9/18/09

Clean-Tech is the next great Global Industry

The Solar industry has been consolidating for the last year. 

The following quotes from an interview with Applied Materials CEO Mike Splinter make strong arguments for a prosperous future in the renewable energy business :

"In 2008, more silicon was consumed globally making solar panels than microchips, said Splinter.

“We are seeing the industrialization of the solar business,” he added. “In the last 12 months, it has brought us $1.3 billion in revenues. It is hard to build a billion-dollar business.”

Applied sells its solar-panel factories for $200 million each. Solar panels can be made from many different semiconductors, including thin film coated onto glass with nanotechnology and from crystalline silicon.
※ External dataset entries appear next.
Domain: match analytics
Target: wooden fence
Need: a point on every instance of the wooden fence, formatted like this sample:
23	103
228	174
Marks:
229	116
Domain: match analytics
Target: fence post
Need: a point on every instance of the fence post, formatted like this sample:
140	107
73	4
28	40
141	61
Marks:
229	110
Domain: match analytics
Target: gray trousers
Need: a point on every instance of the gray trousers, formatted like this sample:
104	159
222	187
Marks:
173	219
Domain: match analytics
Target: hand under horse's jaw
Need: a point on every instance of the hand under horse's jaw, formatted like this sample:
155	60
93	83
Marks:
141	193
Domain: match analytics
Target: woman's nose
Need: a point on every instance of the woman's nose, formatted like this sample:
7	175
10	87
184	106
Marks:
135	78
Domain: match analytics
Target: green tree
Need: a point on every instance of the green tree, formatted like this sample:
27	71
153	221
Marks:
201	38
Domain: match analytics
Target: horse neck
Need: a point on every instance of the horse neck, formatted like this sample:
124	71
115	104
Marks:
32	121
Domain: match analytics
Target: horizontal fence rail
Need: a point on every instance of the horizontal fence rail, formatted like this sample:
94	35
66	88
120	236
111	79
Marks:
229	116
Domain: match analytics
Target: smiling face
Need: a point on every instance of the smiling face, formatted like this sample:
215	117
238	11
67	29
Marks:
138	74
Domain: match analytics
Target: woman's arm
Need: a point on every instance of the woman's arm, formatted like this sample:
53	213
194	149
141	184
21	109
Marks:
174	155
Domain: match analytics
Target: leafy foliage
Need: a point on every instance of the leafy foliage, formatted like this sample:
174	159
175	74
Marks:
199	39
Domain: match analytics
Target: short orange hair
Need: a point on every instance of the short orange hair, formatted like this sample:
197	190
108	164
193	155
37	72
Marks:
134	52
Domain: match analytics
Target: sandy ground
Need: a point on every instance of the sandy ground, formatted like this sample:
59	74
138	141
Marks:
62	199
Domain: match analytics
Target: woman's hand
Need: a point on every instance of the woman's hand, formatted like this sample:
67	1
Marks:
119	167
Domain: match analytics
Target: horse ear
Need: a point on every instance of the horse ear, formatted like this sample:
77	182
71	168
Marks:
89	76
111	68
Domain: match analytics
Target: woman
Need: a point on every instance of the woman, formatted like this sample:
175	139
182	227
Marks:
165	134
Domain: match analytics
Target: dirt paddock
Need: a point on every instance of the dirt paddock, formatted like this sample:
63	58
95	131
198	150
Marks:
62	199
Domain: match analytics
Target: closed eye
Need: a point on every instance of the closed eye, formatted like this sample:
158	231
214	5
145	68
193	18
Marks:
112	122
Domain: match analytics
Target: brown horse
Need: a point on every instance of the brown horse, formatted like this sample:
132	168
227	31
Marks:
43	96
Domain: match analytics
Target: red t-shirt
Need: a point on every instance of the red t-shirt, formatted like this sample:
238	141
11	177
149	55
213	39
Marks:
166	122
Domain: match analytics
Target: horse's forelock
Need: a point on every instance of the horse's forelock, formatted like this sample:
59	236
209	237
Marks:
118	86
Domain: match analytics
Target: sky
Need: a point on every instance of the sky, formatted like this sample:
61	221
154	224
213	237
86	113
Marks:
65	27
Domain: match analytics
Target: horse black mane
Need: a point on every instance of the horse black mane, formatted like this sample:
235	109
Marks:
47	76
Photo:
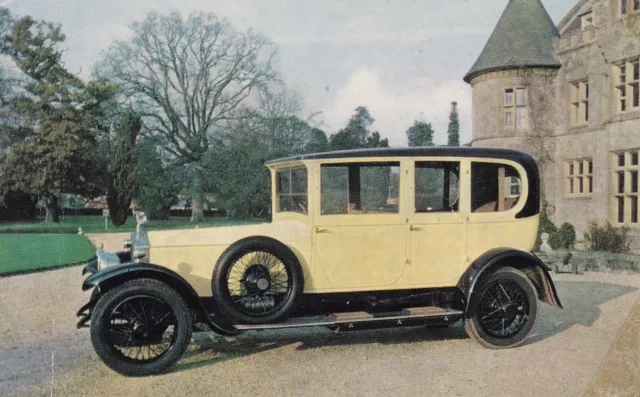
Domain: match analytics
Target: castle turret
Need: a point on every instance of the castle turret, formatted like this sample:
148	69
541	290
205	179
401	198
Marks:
513	80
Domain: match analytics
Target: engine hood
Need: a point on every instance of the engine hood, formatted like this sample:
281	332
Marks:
285	231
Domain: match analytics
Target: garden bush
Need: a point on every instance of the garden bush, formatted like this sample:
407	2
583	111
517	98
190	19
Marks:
607	238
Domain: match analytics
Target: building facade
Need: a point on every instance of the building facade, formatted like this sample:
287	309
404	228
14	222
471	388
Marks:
570	96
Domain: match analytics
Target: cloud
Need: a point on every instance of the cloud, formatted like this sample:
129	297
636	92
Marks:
395	108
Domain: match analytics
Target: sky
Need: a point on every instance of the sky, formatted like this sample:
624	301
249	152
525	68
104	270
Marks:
402	59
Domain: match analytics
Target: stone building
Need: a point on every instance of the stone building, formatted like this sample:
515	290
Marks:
569	95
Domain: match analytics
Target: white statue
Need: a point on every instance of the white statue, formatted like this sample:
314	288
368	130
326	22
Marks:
545	247
141	219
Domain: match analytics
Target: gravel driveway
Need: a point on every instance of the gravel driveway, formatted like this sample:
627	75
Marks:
42	353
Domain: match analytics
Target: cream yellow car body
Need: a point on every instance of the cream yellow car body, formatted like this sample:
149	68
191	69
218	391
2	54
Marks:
363	252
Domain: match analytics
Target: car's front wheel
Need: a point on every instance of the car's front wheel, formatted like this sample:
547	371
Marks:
141	327
502	310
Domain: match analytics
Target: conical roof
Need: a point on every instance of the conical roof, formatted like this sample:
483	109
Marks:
522	38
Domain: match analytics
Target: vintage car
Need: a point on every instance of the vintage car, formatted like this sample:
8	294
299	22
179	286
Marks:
359	239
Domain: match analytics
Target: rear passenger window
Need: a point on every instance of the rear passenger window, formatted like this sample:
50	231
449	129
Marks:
437	186
494	187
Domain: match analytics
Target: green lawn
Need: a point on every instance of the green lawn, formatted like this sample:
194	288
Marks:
95	224
30	246
28	252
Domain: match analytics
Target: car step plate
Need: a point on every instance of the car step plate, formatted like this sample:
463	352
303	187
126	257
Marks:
352	318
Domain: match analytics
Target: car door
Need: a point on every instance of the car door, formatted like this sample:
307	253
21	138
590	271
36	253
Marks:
359	238
437	227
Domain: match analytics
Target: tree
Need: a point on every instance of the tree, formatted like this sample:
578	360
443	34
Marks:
236	168
420	134
318	142
122	180
357	134
156	190
187	76
51	147
453	131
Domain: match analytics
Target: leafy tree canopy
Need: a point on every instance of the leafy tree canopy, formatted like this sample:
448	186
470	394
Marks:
420	134
357	133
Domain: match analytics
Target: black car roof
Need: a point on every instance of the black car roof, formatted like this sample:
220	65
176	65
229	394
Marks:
434	151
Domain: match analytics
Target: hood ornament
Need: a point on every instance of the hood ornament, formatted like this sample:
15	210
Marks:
141	219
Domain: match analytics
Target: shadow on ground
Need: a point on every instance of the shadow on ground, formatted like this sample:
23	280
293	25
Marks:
580	299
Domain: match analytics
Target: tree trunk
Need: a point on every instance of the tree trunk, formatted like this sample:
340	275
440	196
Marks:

If we want to launch a solar industry here, big-time, we need to offer the kind of long-term certainty that Germany does or impose the national requirement on our utilities to generate solar power as China does or have the government build giant solar farms, the way it built the Hoover Dam, and sell the electricity.

...the most important shift in the world in the last 18 months. China has decided that clean-tech is going to be the next great global industry and is now creating a massive domestic market for solar and wind, which will give it a great export platform.

In October, Applied will be opening the world’s largest solar research center — in Xian, China. Gotta go where the customers are. So, if you like importing oil from Saudi Arabia, you’re going to love importing solar panels from China."